BytePS follows the same running model as MXNet's PS implemenation, and provides a script, launcher/launcher.py, to help you start individual processes.
Let's say you have two worker machines (or docker containers) that have GPUs, one machine or container as a server, and a scheduler.
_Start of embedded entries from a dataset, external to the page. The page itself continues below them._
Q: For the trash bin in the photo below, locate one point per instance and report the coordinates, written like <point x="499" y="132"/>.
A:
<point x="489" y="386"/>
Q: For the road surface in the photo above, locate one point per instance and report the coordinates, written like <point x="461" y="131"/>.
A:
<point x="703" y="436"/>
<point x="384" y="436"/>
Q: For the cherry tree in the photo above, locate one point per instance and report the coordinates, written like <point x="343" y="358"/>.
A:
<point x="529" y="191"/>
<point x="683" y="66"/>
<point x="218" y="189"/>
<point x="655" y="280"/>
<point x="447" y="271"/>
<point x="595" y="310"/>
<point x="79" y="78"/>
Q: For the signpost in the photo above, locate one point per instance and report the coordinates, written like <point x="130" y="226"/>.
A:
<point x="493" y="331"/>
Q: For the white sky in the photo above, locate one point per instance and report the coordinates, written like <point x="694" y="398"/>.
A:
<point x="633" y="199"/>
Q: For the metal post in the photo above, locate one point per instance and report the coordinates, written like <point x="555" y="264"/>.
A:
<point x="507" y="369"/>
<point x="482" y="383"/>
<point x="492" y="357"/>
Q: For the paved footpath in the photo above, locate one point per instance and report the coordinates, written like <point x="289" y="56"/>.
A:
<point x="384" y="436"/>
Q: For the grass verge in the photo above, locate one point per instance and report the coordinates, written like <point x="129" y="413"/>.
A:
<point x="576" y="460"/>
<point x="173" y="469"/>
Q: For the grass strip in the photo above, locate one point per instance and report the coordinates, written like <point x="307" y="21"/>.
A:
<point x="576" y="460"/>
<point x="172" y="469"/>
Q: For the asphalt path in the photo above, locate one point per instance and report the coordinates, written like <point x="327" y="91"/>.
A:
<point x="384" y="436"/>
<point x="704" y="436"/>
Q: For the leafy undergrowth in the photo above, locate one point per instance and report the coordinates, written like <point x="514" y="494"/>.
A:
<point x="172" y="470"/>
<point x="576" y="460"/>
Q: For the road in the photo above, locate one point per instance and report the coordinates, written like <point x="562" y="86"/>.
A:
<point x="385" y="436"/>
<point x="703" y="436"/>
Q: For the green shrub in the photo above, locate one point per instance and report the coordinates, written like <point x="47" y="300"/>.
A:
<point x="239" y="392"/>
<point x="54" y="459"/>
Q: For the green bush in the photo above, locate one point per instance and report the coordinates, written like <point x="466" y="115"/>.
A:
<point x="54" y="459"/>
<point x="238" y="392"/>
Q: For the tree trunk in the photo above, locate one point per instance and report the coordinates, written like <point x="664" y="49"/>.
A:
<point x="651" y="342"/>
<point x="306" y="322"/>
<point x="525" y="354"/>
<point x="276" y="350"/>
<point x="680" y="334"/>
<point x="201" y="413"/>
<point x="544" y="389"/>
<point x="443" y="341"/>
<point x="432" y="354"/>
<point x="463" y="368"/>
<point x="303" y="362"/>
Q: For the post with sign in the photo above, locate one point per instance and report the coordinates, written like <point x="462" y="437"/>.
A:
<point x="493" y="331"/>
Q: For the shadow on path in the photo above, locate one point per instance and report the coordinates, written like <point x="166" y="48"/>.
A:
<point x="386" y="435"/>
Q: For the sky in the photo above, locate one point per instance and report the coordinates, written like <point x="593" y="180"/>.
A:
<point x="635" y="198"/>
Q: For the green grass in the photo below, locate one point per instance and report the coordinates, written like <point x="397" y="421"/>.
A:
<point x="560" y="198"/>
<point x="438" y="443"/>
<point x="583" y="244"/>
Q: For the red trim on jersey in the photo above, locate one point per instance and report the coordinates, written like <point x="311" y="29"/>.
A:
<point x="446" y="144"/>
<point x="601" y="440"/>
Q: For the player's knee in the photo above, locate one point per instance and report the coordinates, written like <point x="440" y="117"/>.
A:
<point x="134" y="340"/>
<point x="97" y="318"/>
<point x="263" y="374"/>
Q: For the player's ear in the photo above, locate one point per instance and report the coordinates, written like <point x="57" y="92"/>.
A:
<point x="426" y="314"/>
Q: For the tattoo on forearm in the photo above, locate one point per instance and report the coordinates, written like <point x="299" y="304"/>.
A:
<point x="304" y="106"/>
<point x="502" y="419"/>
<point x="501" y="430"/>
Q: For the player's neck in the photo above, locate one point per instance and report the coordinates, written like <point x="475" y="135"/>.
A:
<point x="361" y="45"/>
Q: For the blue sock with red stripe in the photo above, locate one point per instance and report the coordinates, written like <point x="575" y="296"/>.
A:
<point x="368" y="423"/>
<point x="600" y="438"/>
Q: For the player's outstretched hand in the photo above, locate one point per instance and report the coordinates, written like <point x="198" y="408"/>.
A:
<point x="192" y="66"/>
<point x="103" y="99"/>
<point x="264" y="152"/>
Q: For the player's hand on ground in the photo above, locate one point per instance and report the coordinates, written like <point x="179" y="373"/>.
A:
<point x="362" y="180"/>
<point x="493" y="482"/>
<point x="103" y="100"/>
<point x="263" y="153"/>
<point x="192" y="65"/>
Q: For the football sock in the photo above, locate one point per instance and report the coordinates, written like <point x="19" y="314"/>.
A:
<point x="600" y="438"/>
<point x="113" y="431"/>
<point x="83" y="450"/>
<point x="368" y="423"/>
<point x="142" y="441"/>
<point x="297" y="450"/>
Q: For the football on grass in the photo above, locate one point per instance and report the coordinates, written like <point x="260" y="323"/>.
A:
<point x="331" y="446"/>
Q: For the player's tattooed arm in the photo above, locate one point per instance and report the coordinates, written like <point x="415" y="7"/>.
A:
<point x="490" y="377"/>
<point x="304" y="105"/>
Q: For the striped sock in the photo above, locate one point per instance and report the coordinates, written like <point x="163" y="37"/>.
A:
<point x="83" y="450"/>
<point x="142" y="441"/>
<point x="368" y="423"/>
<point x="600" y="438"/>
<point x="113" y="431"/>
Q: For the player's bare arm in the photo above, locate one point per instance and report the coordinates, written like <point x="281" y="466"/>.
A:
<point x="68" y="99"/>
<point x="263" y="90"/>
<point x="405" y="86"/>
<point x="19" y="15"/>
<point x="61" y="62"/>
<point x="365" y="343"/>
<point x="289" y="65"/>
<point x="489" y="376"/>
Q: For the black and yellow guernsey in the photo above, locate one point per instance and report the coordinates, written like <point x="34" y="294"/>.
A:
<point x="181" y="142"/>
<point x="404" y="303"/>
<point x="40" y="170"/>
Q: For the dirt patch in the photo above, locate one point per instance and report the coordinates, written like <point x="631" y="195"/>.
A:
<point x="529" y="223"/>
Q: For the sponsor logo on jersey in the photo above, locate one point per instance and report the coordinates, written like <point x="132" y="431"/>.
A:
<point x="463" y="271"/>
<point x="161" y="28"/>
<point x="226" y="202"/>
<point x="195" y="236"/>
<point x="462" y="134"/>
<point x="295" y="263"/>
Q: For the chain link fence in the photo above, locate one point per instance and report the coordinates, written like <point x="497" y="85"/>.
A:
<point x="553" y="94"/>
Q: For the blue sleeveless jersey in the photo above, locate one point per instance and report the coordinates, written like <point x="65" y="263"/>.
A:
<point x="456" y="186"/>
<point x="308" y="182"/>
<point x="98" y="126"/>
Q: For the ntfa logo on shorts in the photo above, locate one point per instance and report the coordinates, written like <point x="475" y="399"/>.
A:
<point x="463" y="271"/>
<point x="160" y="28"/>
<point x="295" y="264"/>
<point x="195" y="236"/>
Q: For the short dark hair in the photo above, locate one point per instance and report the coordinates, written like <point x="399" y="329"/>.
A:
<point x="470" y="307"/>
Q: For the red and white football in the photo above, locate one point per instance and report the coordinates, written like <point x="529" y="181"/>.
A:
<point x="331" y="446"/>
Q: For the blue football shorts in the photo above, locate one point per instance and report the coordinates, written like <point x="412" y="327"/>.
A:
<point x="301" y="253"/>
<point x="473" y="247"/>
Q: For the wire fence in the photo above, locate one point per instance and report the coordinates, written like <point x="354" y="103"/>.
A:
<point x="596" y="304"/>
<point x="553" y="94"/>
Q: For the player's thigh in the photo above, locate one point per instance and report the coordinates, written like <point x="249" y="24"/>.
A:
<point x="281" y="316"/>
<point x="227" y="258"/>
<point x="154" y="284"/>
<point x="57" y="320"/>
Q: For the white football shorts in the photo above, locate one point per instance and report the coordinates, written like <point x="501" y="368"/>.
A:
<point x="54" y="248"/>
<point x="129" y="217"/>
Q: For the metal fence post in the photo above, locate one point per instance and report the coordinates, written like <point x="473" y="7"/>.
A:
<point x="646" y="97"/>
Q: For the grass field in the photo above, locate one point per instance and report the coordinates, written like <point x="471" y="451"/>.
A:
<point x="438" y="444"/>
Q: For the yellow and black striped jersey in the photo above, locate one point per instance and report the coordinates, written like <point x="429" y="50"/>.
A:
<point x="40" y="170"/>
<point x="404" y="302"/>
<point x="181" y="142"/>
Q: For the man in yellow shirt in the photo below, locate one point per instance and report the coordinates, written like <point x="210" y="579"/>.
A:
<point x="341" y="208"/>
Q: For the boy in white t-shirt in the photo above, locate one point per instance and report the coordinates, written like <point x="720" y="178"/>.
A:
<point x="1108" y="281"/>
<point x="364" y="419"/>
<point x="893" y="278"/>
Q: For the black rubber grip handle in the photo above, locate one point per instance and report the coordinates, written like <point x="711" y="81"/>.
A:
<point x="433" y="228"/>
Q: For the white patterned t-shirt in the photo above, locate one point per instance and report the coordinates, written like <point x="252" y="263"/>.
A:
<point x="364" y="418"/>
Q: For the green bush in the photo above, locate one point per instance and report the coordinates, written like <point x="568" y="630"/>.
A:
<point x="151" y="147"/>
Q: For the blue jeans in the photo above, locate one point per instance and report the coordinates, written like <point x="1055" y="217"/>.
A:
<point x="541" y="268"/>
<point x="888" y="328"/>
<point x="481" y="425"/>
The scheduler binds on 10.0.0.1 and port 9000. The workers and the server can connect to the scheduler via the IP and port using TCP.
To use launcher/launcher.py, NVIDIA_VISIBLE_DEVICES should exist -- either automatically set by nvidia-docker, or manually set by you.
On worker 0, run:
DMLC_ROLE=worker DMLC_PS_ROOT_URI=10.0.0.1 DMLC_PS_ROOT_PORT=9000 \
DMLC_WORKER_ID=0 DMLC_NUM_WORKER=2 DMLC_NUM_SERVER=1 \
python launcher/launcher.py YOUR_COMMAND
On worker 1, run (only DMLC_WORKER_ID is different from above):
DMLC_ROLE=worker DMLC_PS_ROOT_URI=10.0.0.1 DMLC_PS_ROOT_PORT=9000 \
DMLC_WORKER_ID=1 DMLC_NUM_WORKER=2 DMLC_NUM_SERVER=1 \
python launcher/launcher.py YOUR_COMMAND
On the server, run (remove DMLC_WORKER_ID, and set role to server):
DMLC_ROLE=server DMLC_PS_ROOT_URI=10.0.0.1 DMLC_PS_ROOT_PORT=9000 \
DMLC_NUM_WORKER=2 DMLC_NUM_SERVER=1 python launcher/launcher.py
On the scheduler, run (remove DMLC_WORKER_ID, and set role to scheduler):
DMLC_ROLE=scheduler DMLC_PS_ROOT_URI=10.0.0.1 DMLC_PS_ROOT_PORT=9000 \
DMLC_NUM_WORKER=2 DMLC_NUM_SERVER=1 python launcher/launcher.py
The order of above commands does not matter.